Note :NEVER use the holes on the knife because you can accidentally slide it out and hurt someone.
Picture #3 shows a loose rope and picture #4 shows a tighten rope just by pulling the Skeletool to one side. Another way to use this is as a lifter. While we are working on several levels on a ladder for a long period of time, we can set up a tool-lifter as in picture #5 and #6. I need this setup when working with CCTV cameras.
I am not a camper anyway but I setup a hammock in my backyard some time. As I mention before, for my hammock thicker lines I need a larger hole and I put it through the extra bit holder. This way I can easily adjust my hammock when it is too low or too high from the ground. We will figure out the distance when we are sitting in it.
Step 5: Secure Your Bag
Once again, thanks to the built-in carabiner. Some people wonder why Leatherman put a carabiner on Skeletool while it has a lanyard hole and a pocket clip on it. Well, I believe Tim just want to give options to users. We can't make just one thing to satisfies everyone. For me, push your creativity to use all of them.
Most bag zippers have holes on them but some just too small to clip your Skeletool's carabiner on them. Don't be sad.
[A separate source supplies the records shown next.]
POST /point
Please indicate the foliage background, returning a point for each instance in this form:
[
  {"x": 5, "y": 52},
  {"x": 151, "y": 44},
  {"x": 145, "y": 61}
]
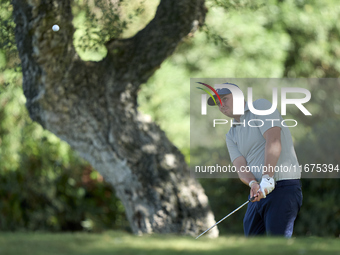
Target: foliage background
[{"x": 44, "y": 185}]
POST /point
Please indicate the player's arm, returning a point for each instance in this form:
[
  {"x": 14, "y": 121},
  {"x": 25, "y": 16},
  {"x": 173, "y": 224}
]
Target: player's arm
[
  {"x": 247, "y": 177},
  {"x": 271, "y": 156}
]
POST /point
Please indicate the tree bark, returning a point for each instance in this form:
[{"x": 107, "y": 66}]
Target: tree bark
[{"x": 92, "y": 106}]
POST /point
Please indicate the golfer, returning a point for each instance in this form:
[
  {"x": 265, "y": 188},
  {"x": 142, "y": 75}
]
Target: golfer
[{"x": 263, "y": 153}]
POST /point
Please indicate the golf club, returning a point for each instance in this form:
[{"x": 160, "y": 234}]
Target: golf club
[{"x": 249, "y": 200}]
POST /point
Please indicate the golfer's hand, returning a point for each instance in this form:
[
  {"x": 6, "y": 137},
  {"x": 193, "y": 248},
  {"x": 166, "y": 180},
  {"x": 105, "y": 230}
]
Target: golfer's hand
[
  {"x": 254, "y": 191},
  {"x": 266, "y": 186}
]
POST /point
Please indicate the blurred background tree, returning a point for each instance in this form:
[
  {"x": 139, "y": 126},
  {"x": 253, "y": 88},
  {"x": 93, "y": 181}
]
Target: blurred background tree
[{"x": 241, "y": 39}]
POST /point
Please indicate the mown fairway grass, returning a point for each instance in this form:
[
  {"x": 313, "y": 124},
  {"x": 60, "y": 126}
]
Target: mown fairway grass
[{"x": 123, "y": 244}]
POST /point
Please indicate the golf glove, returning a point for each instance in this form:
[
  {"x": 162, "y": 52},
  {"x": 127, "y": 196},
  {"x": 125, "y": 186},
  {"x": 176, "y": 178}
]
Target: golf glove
[{"x": 267, "y": 183}]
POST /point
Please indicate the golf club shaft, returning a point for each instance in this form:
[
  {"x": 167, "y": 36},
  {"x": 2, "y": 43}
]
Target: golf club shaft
[{"x": 249, "y": 200}]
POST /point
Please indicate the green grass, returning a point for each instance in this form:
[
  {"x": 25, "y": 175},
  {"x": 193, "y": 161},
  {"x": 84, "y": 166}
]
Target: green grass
[{"x": 123, "y": 244}]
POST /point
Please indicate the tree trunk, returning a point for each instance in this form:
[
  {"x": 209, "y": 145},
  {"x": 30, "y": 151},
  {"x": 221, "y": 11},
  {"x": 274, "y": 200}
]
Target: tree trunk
[{"x": 92, "y": 106}]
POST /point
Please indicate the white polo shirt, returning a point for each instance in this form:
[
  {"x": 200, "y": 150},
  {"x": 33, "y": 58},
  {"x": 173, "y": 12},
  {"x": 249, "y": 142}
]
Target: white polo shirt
[{"x": 245, "y": 138}]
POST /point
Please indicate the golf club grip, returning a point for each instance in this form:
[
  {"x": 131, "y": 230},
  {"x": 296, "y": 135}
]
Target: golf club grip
[{"x": 251, "y": 199}]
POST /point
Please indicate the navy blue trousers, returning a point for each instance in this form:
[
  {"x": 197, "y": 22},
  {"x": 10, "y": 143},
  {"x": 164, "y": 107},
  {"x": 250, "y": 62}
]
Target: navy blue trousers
[{"x": 275, "y": 214}]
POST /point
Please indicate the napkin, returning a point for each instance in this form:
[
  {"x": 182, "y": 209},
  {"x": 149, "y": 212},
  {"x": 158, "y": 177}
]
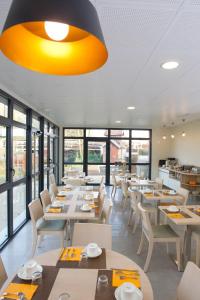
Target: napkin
[
  {"x": 121, "y": 276},
  {"x": 71, "y": 254},
  {"x": 28, "y": 289},
  {"x": 55, "y": 210},
  {"x": 175, "y": 215}
]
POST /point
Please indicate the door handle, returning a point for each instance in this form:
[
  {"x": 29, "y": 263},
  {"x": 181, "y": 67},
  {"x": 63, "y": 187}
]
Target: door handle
[{"x": 13, "y": 172}]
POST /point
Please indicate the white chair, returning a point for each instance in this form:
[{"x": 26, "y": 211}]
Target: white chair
[
  {"x": 75, "y": 181},
  {"x": 42, "y": 227},
  {"x": 85, "y": 233},
  {"x": 157, "y": 234},
  {"x": 125, "y": 193},
  {"x": 189, "y": 286},
  {"x": 54, "y": 190},
  {"x": 45, "y": 198},
  {"x": 185, "y": 194},
  {"x": 135, "y": 212},
  {"x": 3, "y": 274},
  {"x": 159, "y": 183},
  {"x": 116, "y": 184},
  {"x": 52, "y": 179}
]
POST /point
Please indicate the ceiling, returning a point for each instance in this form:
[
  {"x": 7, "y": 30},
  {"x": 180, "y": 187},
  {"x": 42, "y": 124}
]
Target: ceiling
[{"x": 140, "y": 36}]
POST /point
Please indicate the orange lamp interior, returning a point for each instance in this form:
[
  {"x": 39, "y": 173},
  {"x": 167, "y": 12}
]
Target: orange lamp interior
[{"x": 29, "y": 46}]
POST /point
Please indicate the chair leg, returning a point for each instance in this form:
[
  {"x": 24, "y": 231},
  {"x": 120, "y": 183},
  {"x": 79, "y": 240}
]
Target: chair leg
[
  {"x": 136, "y": 223},
  {"x": 141, "y": 244},
  {"x": 130, "y": 217},
  {"x": 150, "y": 250},
  {"x": 197, "y": 251},
  {"x": 178, "y": 253},
  {"x": 34, "y": 244}
]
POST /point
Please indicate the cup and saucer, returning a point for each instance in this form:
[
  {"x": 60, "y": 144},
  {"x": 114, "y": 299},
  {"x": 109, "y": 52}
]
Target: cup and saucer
[
  {"x": 93, "y": 250},
  {"x": 173, "y": 209},
  {"x": 85, "y": 207},
  {"x": 128, "y": 291},
  {"x": 28, "y": 269}
]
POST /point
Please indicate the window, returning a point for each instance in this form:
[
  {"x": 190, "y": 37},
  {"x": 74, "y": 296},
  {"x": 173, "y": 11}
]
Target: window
[
  {"x": 19, "y": 205},
  {"x": 119, "y": 151},
  {"x": 3, "y": 217},
  {"x": 73, "y": 133},
  {"x": 96, "y": 133},
  {"x": 73, "y": 151},
  {"x": 19, "y": 152},
  {"x": 3, "y": 107},
  {"x": 3, "y": 174},
  {"x": 102, "y": 152},
  {"x": 140, "y": 151},
  {"x": 19, "y": 114}
]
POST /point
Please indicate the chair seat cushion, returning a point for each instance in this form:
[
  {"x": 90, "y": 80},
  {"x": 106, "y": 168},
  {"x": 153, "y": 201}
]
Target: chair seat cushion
[
  {"x": 50, "y": 225},
  {"x": 163, "y": 231}
]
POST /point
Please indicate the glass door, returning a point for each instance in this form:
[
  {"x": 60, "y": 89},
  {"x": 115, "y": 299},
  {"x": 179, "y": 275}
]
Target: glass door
[{"x": 97, "y": 159}]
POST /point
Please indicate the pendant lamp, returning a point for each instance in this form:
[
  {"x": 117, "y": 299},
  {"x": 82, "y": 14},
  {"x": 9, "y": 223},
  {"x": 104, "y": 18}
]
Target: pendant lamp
[{"x": 58, "y": 37}]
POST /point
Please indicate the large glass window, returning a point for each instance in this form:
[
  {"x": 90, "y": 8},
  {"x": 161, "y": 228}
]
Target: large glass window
[
  {"x": 140, "y": 151},
  {"x": 19, "y": 205},
  {"x": 19, "y": 114},
  {"x": 108, "y": 151},
  {"x": 2, "y": 154},
  {"x": 96, "y": 152},
  {"x": 73, "y": 151},
  {"x": 19, "y": 152},
  {"x": 119, "y": 151},
  {"x": 3, "y": 217}
]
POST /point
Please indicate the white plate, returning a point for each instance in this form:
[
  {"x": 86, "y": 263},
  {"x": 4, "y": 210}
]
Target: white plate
[
  {"x": 85, "y": 209},
  {"x": 22, "y": 273},
  {"x": 99, "y": 252}
]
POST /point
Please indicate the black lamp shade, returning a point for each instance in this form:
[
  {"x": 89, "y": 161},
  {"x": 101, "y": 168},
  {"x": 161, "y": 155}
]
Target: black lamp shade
[{"x": 25, "y": 42}]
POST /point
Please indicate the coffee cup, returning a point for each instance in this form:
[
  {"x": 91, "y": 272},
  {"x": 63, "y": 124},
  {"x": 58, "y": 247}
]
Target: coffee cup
[
  {"x": 30, "y": 267},
  {"x": 92, "y": 248},
  {"x": 129, "y": 291}
]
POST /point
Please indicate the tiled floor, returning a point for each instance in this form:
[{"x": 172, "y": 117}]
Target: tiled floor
[{"x": 162, "y": 273}]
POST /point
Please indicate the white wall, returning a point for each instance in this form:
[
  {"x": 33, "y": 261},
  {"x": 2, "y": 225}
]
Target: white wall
[{"x": 187, "y": 149}]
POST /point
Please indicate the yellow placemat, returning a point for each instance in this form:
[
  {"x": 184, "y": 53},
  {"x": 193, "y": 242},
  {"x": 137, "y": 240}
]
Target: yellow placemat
[
  {"x": 175, "y": 216},
  {"x": 121, "y": 276},
  {"x": 28, "y": 289},
  {"x": 60, "y": 198},
  {"x": 54, "y": 210},
  {"x": 71, "y": 254}
]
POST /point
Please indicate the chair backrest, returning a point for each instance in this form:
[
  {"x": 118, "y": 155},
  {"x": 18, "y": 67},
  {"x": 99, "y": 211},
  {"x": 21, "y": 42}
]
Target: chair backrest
[
  {"x": 75, "y": 181},
  {"x": 146, "y": 224},
  {"x": 185, "y": 193},
  {"x": 52, "y": 179},
  {"x": 45, "y": 198},
  {"x": 189, "y": 286},
  {"x": 3, "y": 274},
  {"x": 114, "y": 181},
  {"x": 125, "y": 189},
  {"x": 85, "y": 233},
  {"x": 54, "y": 189},
  {"x": 102, "y": 180},
  {"x": 35, "y": 209},
  {"x": 106, "y": 212},
  {"x": 159, "y": 182}
]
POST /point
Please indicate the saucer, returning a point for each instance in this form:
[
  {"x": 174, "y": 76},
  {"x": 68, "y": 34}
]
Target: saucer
[
  {"x": 99, "y": 252},
  {"x": 22, "y": 272},
  {"x": 85, "y": 208}
]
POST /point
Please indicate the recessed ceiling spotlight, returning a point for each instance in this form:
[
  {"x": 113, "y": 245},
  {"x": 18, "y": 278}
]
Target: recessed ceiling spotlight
[{"x": 170, "y": 65}]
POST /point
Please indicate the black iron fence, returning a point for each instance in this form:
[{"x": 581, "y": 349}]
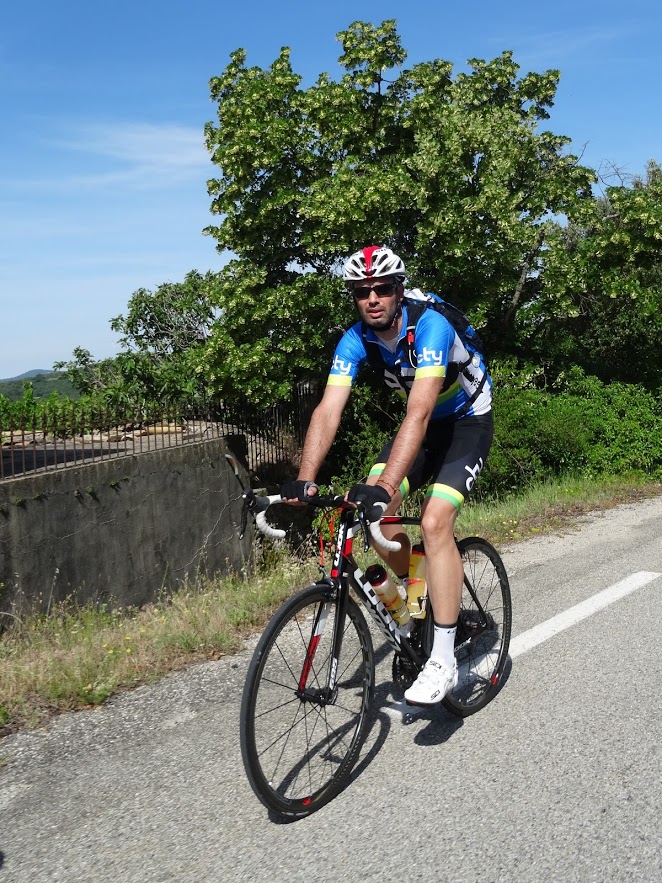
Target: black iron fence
[{"x": 71, "y": 434}]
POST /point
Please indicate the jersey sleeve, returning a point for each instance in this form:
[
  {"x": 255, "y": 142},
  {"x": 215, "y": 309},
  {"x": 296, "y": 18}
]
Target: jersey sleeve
[
  {"x": 435, "y": 337},
  {"x": 350, "y": 354}
]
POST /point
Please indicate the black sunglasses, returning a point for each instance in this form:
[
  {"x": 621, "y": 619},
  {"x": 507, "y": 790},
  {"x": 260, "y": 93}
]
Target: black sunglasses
[{"x": 382, "y": 289}]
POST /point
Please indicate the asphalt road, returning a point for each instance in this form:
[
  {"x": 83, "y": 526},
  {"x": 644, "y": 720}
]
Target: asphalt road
[{"x": 559, "y": 779}]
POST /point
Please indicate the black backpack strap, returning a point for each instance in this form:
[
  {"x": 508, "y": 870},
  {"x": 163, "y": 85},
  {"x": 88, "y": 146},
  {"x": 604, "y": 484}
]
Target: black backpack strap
[
  {"x": 373, "y": 351},
  {"x": 415, "y": 309}
]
You only need some paracord to make your custom zipper puller. See picture #3.
When you are in the crowd, this is the simplest way to secure your bags from pickpockets. It needs extra effort to unclip the carabiner and take something out of your bag without your noticing or others' noticing. The best way is put your bag/backpack in front of you when you are in the crowd. You know what I mean. Turn your backpack into bellypack :D
If you own a Skeletool and you have unusual uses of it, please kindly share with us on the comment section. Thank you for reading and sharing.